そこに何が隠されているのかはまだ分からない。
「そこに記されてるといいんだけどな」
「分かったところで今更どうにもならんがな」
全てはもう終わってしまった。残されたのは事後処理だけだ。
そしてその役目は偶然メイリンのシャトルを拾ったイザーク達がすることになるだろう。
いや、偶然ではない。現にイザークにと言伝があったのだ。アスランが狙ったとしか考えられない。
「どうせ狙うならさ、こんなことする前に頼ってくれりゃいいと思わねえ?」
「それも今更だろうが」
「そうなんだけどさ。
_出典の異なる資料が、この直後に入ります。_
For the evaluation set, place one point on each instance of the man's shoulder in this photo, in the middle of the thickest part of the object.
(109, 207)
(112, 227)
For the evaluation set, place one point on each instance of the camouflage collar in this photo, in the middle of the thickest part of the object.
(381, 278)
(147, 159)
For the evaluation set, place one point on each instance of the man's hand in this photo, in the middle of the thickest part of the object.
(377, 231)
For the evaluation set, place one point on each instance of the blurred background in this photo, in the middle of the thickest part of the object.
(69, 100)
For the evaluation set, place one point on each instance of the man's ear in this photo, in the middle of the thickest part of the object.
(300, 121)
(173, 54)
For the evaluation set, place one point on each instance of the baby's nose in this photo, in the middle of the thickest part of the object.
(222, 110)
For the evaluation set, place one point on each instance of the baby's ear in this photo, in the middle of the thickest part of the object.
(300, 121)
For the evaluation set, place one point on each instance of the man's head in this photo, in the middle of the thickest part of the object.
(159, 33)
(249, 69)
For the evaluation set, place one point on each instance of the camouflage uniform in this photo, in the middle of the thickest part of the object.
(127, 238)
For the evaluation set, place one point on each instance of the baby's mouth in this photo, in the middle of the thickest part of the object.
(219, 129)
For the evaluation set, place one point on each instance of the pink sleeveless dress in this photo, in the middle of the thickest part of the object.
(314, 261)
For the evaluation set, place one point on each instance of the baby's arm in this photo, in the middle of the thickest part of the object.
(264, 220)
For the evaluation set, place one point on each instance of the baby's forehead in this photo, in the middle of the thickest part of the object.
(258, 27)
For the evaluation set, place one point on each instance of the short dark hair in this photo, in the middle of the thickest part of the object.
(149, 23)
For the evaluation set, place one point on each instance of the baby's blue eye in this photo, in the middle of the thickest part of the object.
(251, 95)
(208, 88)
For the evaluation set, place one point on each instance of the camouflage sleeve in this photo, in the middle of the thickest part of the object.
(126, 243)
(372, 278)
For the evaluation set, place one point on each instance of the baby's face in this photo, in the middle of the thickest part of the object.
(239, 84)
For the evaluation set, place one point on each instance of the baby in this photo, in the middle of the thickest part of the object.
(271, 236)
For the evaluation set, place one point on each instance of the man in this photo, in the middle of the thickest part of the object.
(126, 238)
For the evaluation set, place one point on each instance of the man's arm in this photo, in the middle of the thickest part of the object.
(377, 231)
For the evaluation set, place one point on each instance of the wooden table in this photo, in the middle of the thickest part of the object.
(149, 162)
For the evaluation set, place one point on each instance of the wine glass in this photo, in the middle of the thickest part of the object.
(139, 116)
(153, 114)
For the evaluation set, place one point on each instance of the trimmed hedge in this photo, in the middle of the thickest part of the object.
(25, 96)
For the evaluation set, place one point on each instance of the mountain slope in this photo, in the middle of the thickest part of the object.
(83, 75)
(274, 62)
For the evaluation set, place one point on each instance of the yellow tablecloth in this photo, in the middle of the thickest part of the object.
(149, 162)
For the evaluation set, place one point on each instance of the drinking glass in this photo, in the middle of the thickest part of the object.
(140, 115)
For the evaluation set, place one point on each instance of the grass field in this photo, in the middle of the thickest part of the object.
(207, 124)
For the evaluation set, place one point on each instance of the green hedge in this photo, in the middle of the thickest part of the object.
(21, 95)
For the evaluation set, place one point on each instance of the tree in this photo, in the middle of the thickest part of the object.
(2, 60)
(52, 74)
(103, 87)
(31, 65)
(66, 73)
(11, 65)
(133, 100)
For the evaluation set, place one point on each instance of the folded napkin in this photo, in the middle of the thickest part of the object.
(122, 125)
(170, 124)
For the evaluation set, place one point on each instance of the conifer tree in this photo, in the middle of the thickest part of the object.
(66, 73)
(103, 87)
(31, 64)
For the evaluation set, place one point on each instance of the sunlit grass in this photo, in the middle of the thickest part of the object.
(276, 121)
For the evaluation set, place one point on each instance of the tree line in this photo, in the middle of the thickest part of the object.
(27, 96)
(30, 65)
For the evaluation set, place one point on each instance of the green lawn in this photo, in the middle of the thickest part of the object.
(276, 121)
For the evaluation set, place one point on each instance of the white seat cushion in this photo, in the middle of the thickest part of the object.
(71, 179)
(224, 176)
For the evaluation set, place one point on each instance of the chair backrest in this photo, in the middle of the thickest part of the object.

こんな頼られ方は嬉しくねえじゃん」
メイリンがいなければ、アスランはきっと何も残さなかった。
だがメイリンがいた。だからアスランはイザーク達を頼ったのだ。メイリンを助けてくれと。
アスランと一緒に脱走したというメイリン。
その真相を知ろうとし、そうして助けてくれる相手は他にはいないからと。そのためにアスランはハロに何かを託したのだ。


「馬鹿だからな」


イザークはそう言って目を伏せた。


end

リクエスト「壊れアスでラクスの目の前でキラやカガリなどAA・エターナルクルーを殺していく」でした。
開幕が長すぎなんで切ってたら、思ったより話数が長くなりました。

イザディアはアスランの中で、もう無条件に信じられる相手だと思います。
だから厄介事でも何でも押し付けられる。悪いかな、大変だよなと思いながらもよろしくと言える、そんな相手だと思ってます。
ちなみにハロにはアスランの伝言が託されてます。
メイリンは巻き込まれただけで、とか助けてもらったとか。ごめん後はよろしくとか。
一応、何でこんなことをするのかの説明も簡単に入ってます。

リクエスト、ありがとうございました。